“I swear to tell the truth, the whole truth, and nothing but the truth [about blogging].”

I’m not going to sugarcoat it: making this blog has been nothing short of disastrous. I’ve wondered from the beginning if it was just me…you’ll notice from my first blog post that I have a little technology-anxiety. To say I’ve struggled with creating this blog is an understatement. But, in the hopes of learning something (and because it’s what I would want my students to do), I’m going to break it down for you: the good, the bad, and the ugly about wordpress and my personal blogging experience.

First the good: I’m excited about blogs. I think that they’re a fun and new way to express yourself. I love reading blogs from people around the world, and I regularly follow both education and entertainment blogs. In fact, I really dislike when my bloggers go out of town or take a break from blogging, because I depend on reading them as a part of my morning and evening internet routines. Writing and creating this blog has given me a renewed appreciation for the maintenance and work behind the seemingly effortless pages that I follow. I’ve learned that it takes a great deal of tenacity, ingenuity, and wit to keep those blogs fresh and exciting (or even to figure out where to post things so that people can actually SEE them…).

Next the bad: I’m sorry to say, but I just don’t think I’m a blogger. I’ve mentioned this in other posts, but my technology anxiety coupled with my technology ineptitude have forced me to recognize that this probably just isn’t my medium.

I find it extraordinarily easy to express myself, and I have a lot to say about education. But there’s something about publishing your thoughts that seems not only narcissistic, but slightly silly. Because I’ve never taught before, I can’t gauge how helpful or unhelpful my contributions are. I’m not sure if anything I recommend is actually useful, and I’m really not sure if my lesson plans would pan out. I’m uncomfortable giving advice on books to read, sites to visit, and classroom plans because I don’t know if any of those things are legitimately helpful to teachers.

Finally, the ugly: WordPress is excruciating to use. Sorry to be dramatic, but if I ever did decide to create a blog (or, as is more likely the case, if I were to have my students create blogs), I would never, EVER use wordpress. I find the interface extremely difficult to use and I don’t get why you can’t create posts on pages. It’s confusing and not so conducive to new-blogger success.

That being said, I’m pretty proud of my final product. It’s not perfect, but the learning process has meant a lot to me.  I will probably never physically revisit this blog (there’s something that seems like it would be inherently embarrassing: like rereading an old diary or flipping through yearbooks past). I will, however remember what it felt like to struggle with it, and the frustration that arrises out of not knowing what to click, or how to make it look like I wanted it to look. My blogging lessons are less about the final product and more about technology, expression, and making things work for you.


Here’s the thing that I’ve found out about being a part of this whole New Media world. Sometimes, it’s awesome. I get excited about sharing my thoughts and ideas with people around the world.

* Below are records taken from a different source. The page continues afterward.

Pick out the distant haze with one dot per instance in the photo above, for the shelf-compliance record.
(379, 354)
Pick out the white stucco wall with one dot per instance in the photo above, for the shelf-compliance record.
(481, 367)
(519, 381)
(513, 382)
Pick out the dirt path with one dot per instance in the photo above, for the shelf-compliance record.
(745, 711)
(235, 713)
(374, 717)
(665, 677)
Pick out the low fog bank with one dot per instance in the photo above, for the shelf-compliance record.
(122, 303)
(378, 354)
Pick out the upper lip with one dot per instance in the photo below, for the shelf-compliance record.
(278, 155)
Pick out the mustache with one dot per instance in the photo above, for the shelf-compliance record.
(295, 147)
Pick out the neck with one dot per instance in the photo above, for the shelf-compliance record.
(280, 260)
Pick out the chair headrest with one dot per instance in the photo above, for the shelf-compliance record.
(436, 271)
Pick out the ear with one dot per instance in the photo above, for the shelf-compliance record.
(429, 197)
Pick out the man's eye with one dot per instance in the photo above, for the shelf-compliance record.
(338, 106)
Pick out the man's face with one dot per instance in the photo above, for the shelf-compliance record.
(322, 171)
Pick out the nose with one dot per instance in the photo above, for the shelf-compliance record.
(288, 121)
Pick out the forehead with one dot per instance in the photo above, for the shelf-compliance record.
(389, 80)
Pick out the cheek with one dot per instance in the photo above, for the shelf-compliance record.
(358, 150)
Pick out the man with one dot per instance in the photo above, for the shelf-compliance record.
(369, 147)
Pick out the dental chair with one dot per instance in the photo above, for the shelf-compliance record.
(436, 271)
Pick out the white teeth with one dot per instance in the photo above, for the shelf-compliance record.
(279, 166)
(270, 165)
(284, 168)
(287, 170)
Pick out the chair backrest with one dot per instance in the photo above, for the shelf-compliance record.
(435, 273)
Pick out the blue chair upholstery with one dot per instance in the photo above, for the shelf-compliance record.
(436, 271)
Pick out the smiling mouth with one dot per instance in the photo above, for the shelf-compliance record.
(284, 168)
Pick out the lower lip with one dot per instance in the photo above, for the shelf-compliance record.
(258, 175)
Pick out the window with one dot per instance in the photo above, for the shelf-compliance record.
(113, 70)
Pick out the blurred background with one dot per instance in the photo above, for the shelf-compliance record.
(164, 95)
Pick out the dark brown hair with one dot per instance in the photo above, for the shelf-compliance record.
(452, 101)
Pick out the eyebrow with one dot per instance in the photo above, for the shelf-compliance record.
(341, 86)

I can’t even fathom what how much information there is out there (both useful and not so useful). And, it all looks so easy from the outside! B ut other times, the awesome wears off. It’s unpredictable, difficult to understand, and cryptic. Sure, I’m on Facebook, I tweet, I find Skype enthralling! But blogging is another story.

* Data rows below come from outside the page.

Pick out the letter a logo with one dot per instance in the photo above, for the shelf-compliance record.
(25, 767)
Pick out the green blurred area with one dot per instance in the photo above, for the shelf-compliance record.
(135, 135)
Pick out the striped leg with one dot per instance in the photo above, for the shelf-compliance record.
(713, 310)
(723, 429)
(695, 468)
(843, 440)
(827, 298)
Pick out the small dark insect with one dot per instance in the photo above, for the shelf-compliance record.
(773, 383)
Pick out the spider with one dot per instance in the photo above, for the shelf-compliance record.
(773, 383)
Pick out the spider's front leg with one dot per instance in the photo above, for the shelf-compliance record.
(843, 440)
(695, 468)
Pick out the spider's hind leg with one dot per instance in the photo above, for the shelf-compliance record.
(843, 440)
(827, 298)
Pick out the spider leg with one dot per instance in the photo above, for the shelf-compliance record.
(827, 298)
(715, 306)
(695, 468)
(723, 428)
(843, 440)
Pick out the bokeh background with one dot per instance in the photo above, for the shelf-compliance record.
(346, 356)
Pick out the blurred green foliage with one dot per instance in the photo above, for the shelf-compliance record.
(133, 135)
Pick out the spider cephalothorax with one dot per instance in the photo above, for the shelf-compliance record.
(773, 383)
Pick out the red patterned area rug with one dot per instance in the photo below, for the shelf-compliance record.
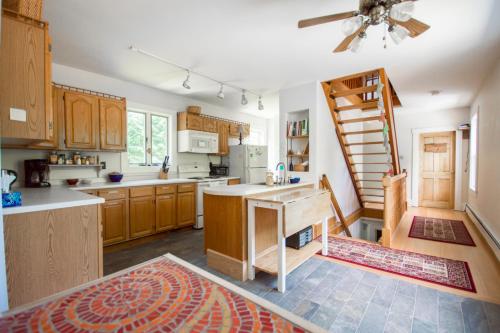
(446, 272)
(447, 231)
(158, 296)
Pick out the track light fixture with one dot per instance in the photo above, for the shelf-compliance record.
(220, 94)
(185, 84)
(244, 100)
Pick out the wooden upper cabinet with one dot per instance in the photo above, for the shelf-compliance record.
(114, 221)
(81, 113)
(223, 129)
(113, 124)
(22, 84)
(209, 125)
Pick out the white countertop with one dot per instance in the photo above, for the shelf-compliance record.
(250, 189)
(39, 199)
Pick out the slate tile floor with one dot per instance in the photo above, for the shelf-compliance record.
(336, 297)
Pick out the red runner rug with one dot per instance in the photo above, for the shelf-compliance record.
(447, 231)
(162, 296)
(446, 272)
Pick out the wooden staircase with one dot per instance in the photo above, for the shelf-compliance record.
(361, 106)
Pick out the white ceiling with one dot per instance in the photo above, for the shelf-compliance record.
(255, 44)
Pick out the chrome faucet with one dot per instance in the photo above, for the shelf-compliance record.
(281, 168)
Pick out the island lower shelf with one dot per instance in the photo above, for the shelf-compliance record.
(268, 261)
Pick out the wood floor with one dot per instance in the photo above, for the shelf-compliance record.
(483, 264)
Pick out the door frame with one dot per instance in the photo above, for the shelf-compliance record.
(415, 169)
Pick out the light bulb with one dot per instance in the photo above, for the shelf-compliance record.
(261, 105)
(402, 11)
(185, 84)
(244, 100)
(351, 25)
(398, 33)
(357, 42)
(220, 94)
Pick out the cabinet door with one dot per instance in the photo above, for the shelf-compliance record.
(114, 221)
(210, 125)
(186, 209)
(165, 212)
(223, 129)
(113, 124)
(22, 84)
(194, 122)
(81, 120)
(142, 216)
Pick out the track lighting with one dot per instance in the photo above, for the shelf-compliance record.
(185, 84)
(244, 100)
(261, 105)
(220, 95)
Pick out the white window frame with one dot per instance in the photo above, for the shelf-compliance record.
(149, 167)
(474, 151)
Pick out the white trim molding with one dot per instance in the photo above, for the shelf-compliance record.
(415, 170)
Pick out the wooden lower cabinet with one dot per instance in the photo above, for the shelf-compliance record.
(186, 209)
(165, 212)
(142, 216)
(114, 221)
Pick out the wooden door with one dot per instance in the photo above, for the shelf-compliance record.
(186, 209)
(114, 221)
(113, 124)
(142, 216)
(223, 129)
(165, 212)
(437, 170)
(81, 113)
(22, 84)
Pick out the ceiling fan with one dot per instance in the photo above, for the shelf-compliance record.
(395, 13)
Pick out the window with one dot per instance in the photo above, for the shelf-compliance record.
(473, 152)
(148, 138)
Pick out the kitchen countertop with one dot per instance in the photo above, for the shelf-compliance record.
(250, 189)
(39, 199)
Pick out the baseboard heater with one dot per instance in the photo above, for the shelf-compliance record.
(485, 228)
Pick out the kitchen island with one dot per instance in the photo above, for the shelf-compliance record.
(226, 230)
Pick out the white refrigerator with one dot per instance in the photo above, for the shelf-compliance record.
(249, 163)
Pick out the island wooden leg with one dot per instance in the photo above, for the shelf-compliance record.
(251, 241)
(281, 253)
(324, 236)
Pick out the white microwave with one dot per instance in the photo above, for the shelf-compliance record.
(189, 141)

First of all…computers and I don’t have the best relationship or the best track record. Like an animal that senses my fear, computers have messed with my head (shutting down, breaking down, anything frustrating short of spontaneously combusting in my face) for many years now. I’m not one of those people who brings a computer to class, or sits in a coffee shop creating seamless presentations. I’m a regular old-fashioned pen and paper kind of gal, and sometimes the world of computers can seem like more trouble than it’s worth.

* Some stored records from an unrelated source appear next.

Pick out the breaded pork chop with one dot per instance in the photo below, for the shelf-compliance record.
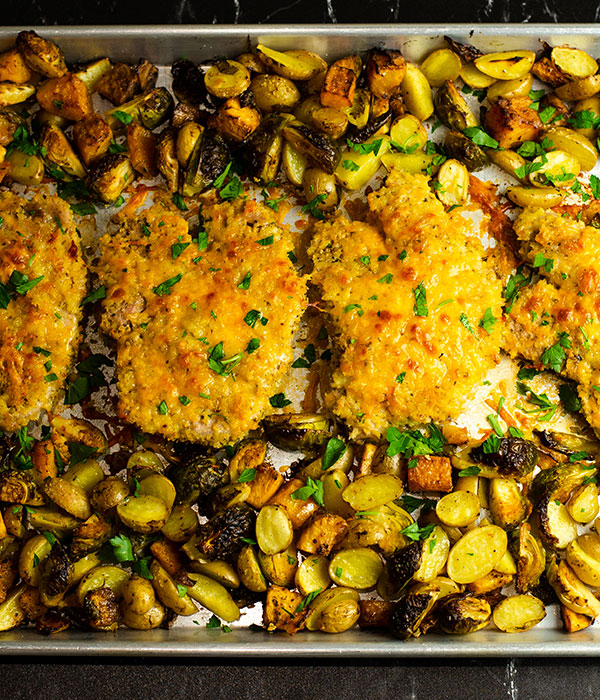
(43, 281)
(555, 322)
(414, 306)
(203, 326)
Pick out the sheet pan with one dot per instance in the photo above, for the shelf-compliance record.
(162, 45)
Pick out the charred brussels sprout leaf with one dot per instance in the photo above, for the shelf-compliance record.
(222, 536)
(197, 479)
(514, 457)
(462, 614)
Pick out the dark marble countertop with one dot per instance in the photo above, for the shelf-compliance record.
(493, 679)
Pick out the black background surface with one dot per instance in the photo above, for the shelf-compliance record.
(74, 679)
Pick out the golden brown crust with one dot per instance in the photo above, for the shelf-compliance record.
(174, 313)
(398, 367)
(38, 239)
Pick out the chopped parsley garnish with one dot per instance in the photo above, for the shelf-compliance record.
(309, 357)
(179, 202)
(312, 207)
(463, 318)
(420, 305)
(95, 295)
(83, 209)
(279, 400)
(123, 117)
(411, 443)
(365, 147)
(488, 321)
(247, 475)
(480, 137)
(515, 283)
(220, 364)
(165, 287)
(471, 471)
(232, 190)
(333, 451)
(253, 345)
(555, 356)
(313, 488)
(541, 260)
(352, 307)
(543, 403)
(253, 316)
(416, 533)
(177, 249)
(245, 283)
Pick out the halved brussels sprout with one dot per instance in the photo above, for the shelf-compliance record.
(515, 458)
(262, 151)
(463, 613)
(207, 161)
(452, 109)
(316, 146)
(110, 176)
(462, 148)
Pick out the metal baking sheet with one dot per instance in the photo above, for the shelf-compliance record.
(163, 45)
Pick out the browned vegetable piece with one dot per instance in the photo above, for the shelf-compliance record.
(430, 473)
(42, 55)
(168, 556)
(572, 621)
(147, 75)
(120, 85)
(14, 68)
(9, 558)
(340, 82)
(374, 613)
(264, 485)
(467, 52)
(89, 536)
(166, 158)
(298, 510)
(284, 610)
(385, 71)
(102, 609)
(65, 97)
(92, 137)
(59, 151)
(52, 622)
(491, 582)
(110, 176)
(512, 122)
(43, 458)
(141, 143)
(9, 123)
(16, 487)
(185, 113)
(236, 118)
(29, 601)
(548, 72)
(322, 533)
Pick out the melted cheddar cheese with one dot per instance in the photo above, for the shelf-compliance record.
(555, 321)
(204, 330)
(39, 329)
(406, 294)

But one thing, and one thing only drives me to be more technologically literate–I know that my future students are going to know how to use their computers left, right, and center. I want to be able to talk with them about the online communities that they participate in. I want to be able to appreciate technology the way that they appreciate it. Mostly, I want to use technology to make my lessons and my assignments more stimulating, exciting, and meaningful for my students. Reluctantly, I trudge along.

Students just don’t understand the sacrifices we make!